When I did have dogs, I never left them outside alone, with the exception of going inside to use the bathroom, or grab something to drink real quick. I spent just as much time outside as they did. I did leave my dogs (Debo RIP, Alyia, and Axil RIP) outside one time while doing the dishes, but could see the entire back yard from the kitchen window. This is when I discovered that Debo knew how to ring the doorbell, lol. Other than that, no.. I didn't then, nor do I now, trust anyone or anything with my dogs. I don't even trust a dog left to it's own devices, lol. Alyia, being the old gal she is (9 yrs old now) resides in Ga with my ex-husband, our two daughters, and his new family. She is allowed to go in and out as she pleases while someone is home, but when noone is there to attend to her, he has kept up with the way I did things and she is brought inside where she'll be safe. She's not had to be crated since she was 2 yrs old, and she knows what furniture she's allowed on and where her bed is located. I'm going to see if my ex will take a couple pix of her with his phone and send em to me so I can update ya'll on her looks, lol. I'm sure she's still as beautiful as she was when I last saw her.


----------



## pitbullmamanatl (Jun 1, 2010)

ThaLadyPit said:


> When I did have dogs, I never left them outside alone, with the exception of going inside to use the bathroom, or grab something to drink real quick. I spent just as much time outside as they did. I did leave my dogs (Debo RIP, Alyia, and Axil RIP) outside one time while doing the dishes, but could see the entire back yard from the kitchen window. This is when I discovered that Debo knew how to ring the doorbell, lol. Other than that, no.. I didn't then, nor do I now, trust anyone or anything with my dogs. I don't even trust a dog left to it's own devices, lol. Alyia, being the old gal she is (9 yrs old now) resides in Ga with my ex-husband, our two daughters, and his new family. She is allowed to go in and out as she pleases while someone is home, but when noone is there to attend to her, he has kept up with the way I did things and she is brought inside where she'll be safe. She's not had to be crated since she was 2 yrs old, and she knows what furniture she's allowed on and where her bed is located. I'm going to see if my ex will take a couple pix of her with his phone and send em to me so I can update ya'll on her looks, lol. I'm sure she's still as beautiful as she was when I last saw her.

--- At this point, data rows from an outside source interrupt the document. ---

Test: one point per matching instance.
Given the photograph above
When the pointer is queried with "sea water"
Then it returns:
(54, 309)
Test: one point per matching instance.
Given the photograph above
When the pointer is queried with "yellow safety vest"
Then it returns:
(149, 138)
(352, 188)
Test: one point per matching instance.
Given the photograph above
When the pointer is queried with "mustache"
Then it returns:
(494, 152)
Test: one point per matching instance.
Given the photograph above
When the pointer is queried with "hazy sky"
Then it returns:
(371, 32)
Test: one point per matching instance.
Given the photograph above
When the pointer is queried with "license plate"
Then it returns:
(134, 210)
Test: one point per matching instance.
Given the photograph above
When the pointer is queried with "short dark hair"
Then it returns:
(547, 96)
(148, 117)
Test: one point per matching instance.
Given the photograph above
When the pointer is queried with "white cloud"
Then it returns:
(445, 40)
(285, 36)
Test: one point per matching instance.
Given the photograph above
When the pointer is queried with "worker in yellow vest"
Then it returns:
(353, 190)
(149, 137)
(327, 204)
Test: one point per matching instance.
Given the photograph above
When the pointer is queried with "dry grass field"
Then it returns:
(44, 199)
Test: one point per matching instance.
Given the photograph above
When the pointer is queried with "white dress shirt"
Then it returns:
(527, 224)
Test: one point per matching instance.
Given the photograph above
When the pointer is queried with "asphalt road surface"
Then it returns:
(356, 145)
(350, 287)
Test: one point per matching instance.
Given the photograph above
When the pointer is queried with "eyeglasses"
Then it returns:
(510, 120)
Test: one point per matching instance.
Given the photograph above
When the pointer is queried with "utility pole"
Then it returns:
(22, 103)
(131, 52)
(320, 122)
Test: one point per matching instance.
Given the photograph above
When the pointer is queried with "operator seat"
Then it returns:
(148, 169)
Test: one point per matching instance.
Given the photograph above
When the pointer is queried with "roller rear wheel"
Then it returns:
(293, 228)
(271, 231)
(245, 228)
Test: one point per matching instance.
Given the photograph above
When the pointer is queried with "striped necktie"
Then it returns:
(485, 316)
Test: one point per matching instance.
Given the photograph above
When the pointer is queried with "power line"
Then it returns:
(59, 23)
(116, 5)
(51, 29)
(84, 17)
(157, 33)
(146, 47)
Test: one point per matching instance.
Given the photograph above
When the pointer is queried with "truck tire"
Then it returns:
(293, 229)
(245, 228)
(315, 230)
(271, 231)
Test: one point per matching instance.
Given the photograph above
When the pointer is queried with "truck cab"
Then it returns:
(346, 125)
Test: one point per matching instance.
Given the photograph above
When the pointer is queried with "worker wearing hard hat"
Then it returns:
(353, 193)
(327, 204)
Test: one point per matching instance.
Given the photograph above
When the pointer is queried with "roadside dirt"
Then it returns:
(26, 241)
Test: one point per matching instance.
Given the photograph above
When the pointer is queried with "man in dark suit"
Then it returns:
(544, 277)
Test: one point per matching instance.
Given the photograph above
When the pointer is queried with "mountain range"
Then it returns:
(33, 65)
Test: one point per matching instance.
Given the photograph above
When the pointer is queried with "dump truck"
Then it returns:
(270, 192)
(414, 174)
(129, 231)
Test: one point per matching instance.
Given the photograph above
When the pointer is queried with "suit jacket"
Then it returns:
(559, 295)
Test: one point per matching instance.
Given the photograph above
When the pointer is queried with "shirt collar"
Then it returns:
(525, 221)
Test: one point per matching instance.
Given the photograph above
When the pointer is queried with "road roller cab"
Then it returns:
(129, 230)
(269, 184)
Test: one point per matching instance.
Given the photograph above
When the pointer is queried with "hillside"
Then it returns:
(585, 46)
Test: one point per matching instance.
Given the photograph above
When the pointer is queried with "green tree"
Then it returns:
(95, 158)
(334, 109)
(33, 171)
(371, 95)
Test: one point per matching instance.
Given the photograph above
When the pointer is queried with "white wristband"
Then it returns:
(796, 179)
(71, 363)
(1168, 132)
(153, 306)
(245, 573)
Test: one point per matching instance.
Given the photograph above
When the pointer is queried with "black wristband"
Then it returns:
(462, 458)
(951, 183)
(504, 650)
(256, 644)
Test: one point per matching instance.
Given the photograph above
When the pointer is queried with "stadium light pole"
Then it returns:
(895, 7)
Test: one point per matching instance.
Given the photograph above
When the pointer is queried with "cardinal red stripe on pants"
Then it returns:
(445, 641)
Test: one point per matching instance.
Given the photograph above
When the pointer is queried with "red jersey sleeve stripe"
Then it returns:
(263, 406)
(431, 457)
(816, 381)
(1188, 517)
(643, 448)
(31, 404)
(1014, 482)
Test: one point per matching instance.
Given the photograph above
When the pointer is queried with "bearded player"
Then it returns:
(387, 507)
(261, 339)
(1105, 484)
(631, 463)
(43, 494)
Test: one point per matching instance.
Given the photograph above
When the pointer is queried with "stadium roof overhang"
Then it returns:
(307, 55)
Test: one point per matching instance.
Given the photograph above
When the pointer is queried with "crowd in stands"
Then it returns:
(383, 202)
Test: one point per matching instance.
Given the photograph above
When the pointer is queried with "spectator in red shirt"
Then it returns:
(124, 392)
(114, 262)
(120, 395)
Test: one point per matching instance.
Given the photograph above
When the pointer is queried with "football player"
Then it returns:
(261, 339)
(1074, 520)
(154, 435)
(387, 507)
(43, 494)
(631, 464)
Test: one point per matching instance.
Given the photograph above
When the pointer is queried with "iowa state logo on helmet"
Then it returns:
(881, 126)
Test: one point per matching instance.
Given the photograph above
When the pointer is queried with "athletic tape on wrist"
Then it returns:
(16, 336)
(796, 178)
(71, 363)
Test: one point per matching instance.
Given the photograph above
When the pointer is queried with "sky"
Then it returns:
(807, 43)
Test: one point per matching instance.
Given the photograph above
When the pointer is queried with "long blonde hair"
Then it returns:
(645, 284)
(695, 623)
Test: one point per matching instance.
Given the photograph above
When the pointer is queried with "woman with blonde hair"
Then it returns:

*I love that Debo could ring the doorbell. Would have loved to have seen that!! Thats so awesome. RIP handsome baby dogs!*


----------



## jayandlacy (Sep 21, 2009)

Never. MY dogs are always supervised, we have a 6ft privacy fence except the back fence is still crappy chainlink. I am way too afraid of everything to leave them out. I have accidently left the oldest out, and our other that was older then him, but he's passed now, well chico the oldest oldest ran, rolling in poop somewhere and getting animal control called, my younger one, Ice, now the oldest, he stayed home barking at the front door as if saying " let me in! My brother ran away!!" And Kaos, my not so much a puppy has never ever been out of the fence cept on a leash. I don't want the breed being banned, or even just getting a bad rep in my neighborhood. Its not worth it, my dogs stay in the house, and if no one is home to watch them they stay in their room.


----------



## duckyp0o77 (Dec 5, 2008)

i used to. we used to have a 6'x8' kennel 'til my husband's uncle wanted it back. bailey was good @ digging her way under the fence until we hammered in rebar every 6". now she's in the house roaming free or in her crate when we're gone. too much that cld happen. we used to have a neighbor that acted like mr. tuff guy & said she was a danger to the neighborhood bc his vet tech brother fed him lines of pitbull myths @@. he even went as far as saying he had to get between his toddler & our fence b/c he thought she's attack her thru the fence. he said he knew an aggressive dog when he sees one @@. now i just prevent and avoid all situations and keep her in the house when we're gone. her spot is my side of the bed. i dont mind. =)

i forgot to add that we have cows behind us & thats where bailey would get out.. rolling all in the cow poo. she would come home all green & "grassy" lol its not really funny even though she was younger then. all she would do was "stir" the cows up. never had a problem w/ her attacking them. i take all precautions now. not as ignorant now as i was.


----------



## 9361 (Jun 25, 2009)

I never leave Helena out unsupervised. We live in the city. But she has free run of the house. I forgot her in our sun room a couple of times since we moved into the house. I was horrified. The windows weren't open or anything and I was gone for a few hours. I couldn't live with myself if she would have had a heat stroke or something. I ended up putting a picture of her on the back door with a sign that says "dont forget I'm outside" lol


----------



## NesOne (Feb 7, 2008)

My boy is outside 24/7, in his little fenced area. He probably comes into the house as rare as some of you let your dogs outside of the house lol.


----------



## aus_staffy (Nov 10, 2009)

pitbullmamanatl said:


> View attachment 7170


The wife beater is hilarious!


----------



## pitbullmamanatl (Jun 1, 2010)

aus_staffy said:


> The wife beater is hilarious!


LOL I photo shopped a design on the back of it that says "Back Off"
It looks so cute on him. I dress him because he lets me... :roll:
He doesn't even wake up.


----------